Wilde ne joue pas au donneur de leçon. Darcos non plus. L’auteur nous montre un moraliste, pas un moralisateur. Car Wilde se refuse à une simplification abusive, à une vision binaire bourreau-victime si prisée des médias. C’est sans doute une des raisons pour lesquelles il n’aime pas l’ « ignorance malsaine » et le « manque cruel d’imagination » des journalistes et des universitaires. Il met sur le même plan « ceux qui savent absolument tout » et « ceux qui ne savent absolument rien ».

A cette conception de la vérité, Wilde oppose la sienne. Le vrai ne se donne à voir qu’à travers les masques. Il faut enfumer pour révéler. Son art du paradoxe, qu’il maîtrise à la perfection dans la lignée des présocratiques, est ici fondamental. Darcos rappelle cette pensée de Wilde : « L’harmonie du corps et de l’âme, quel rêve ! … Nous, dans notre aveuglement, nous avons séparé ces deux choses et avons inventé un réalisme qui est vulgaire, une idéalité qui est vide ». Le rêve et les sens, l’artifice et la vérité, la beauté et l’illusion, sont inséparables les uns des autres.

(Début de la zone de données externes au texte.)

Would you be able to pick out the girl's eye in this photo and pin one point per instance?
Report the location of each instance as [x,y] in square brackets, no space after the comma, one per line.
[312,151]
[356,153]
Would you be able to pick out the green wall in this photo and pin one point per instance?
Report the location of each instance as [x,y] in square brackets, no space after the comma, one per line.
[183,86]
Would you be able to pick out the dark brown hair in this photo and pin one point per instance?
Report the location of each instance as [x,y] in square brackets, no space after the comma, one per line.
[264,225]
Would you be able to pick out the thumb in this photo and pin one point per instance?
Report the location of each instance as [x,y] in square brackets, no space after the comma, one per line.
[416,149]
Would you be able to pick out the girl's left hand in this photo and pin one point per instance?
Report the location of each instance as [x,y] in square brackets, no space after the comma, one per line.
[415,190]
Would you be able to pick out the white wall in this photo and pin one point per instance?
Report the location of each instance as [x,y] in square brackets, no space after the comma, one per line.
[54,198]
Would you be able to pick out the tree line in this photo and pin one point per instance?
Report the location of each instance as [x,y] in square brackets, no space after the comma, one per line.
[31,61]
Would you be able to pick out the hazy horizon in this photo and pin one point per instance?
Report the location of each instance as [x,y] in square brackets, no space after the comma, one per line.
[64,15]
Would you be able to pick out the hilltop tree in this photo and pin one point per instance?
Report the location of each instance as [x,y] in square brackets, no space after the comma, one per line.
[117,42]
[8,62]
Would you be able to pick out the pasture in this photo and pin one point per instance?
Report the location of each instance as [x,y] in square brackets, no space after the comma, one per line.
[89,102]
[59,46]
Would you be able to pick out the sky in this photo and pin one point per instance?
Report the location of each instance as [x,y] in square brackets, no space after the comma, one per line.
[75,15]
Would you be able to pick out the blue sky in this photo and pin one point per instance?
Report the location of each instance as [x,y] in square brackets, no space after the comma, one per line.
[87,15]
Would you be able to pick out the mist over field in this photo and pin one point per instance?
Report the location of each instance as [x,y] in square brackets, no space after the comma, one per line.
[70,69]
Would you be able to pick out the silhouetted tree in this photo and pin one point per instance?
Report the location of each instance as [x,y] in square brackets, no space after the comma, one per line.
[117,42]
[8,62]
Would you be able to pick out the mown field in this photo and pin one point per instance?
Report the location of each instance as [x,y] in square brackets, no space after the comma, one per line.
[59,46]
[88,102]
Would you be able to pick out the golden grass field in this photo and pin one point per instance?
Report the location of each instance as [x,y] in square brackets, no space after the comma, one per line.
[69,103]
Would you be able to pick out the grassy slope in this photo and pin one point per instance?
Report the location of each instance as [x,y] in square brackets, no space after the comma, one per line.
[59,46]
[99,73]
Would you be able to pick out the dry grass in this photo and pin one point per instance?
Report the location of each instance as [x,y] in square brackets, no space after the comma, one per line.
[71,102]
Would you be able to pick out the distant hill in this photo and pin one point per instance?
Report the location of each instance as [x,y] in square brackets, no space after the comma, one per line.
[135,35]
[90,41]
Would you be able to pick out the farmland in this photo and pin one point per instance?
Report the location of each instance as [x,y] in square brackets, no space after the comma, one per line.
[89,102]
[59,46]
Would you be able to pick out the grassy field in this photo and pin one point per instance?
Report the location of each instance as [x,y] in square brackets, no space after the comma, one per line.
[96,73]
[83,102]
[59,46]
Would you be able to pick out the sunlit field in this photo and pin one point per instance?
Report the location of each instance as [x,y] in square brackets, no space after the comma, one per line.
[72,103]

Faire de sa vie une œuvre d’art

A travers Oscar Wilde, Xavier Darcos nous parle aussi de la transcendance. C’est elle qui permet d’échapper aux sirènes du nihilisme. Wilde sacrifie tout à l’Art. Il a fait de sa vie un tableau tragique, refusant les échappatoires pour « aller au bout de sa vérité » comme il l’écrit dans le Portrait de Dorian Gray. L’hédoniste Oscar Wilde, paradoxalement là encore, est mort pour son idéal de l’Art antique. Il est d’ailleurs intéressant de noter que l’écriture du Portrait de Dorian Gray et de Salomé, « les seules (œuvres) auxquelles Wilde attachât de l’importance », selon Pascal Acquien, « fut chose laborieuse ». 

L’Art pour Oscar Wilde est au dessus de tout. Il est une mise en danger et l’expression de la Vérité, bien qu’il porte le masque du mensonge. « La nature imite l’art » affirme-t-il.  Les artifices de Wilde, ne relèvent donc pas seulement du jeu, ou du nonsense mais d’une recherche permanente de la Vérité. « Tout esprit profond avance masqué » disait Nietzsche.

La Vérité dans la brume

L’artiste Oscar Wilde a ses excès et ses extravagances. Mais y-a-t-il un génie sans excès ? Il nous regarde avec son sourire amusé.  Toujours improbable et imprévisible : « Je vis dans la terreur de ne pas être incompris ». Xavier Darcos donne à comprendre sa pensée sans chasser le mystère et le charme du poète. Wilde reste brumeux, et c’est tant mieux.

Laurent Ottavi

 

Oscar a toujours raison 
 Plon, septembre 2013
 251 p., 20 €

 

[1] Propos tenus lors de sa première conférence de presse à New York, en 1882.
[2]  Jorge Luis Borges, Enquêtes, 1952.
[3] Voir Les Aventures d’Oscar Wilde par Gyles Brandreth, où l’œil du poète irlandais devient celui d’un détective.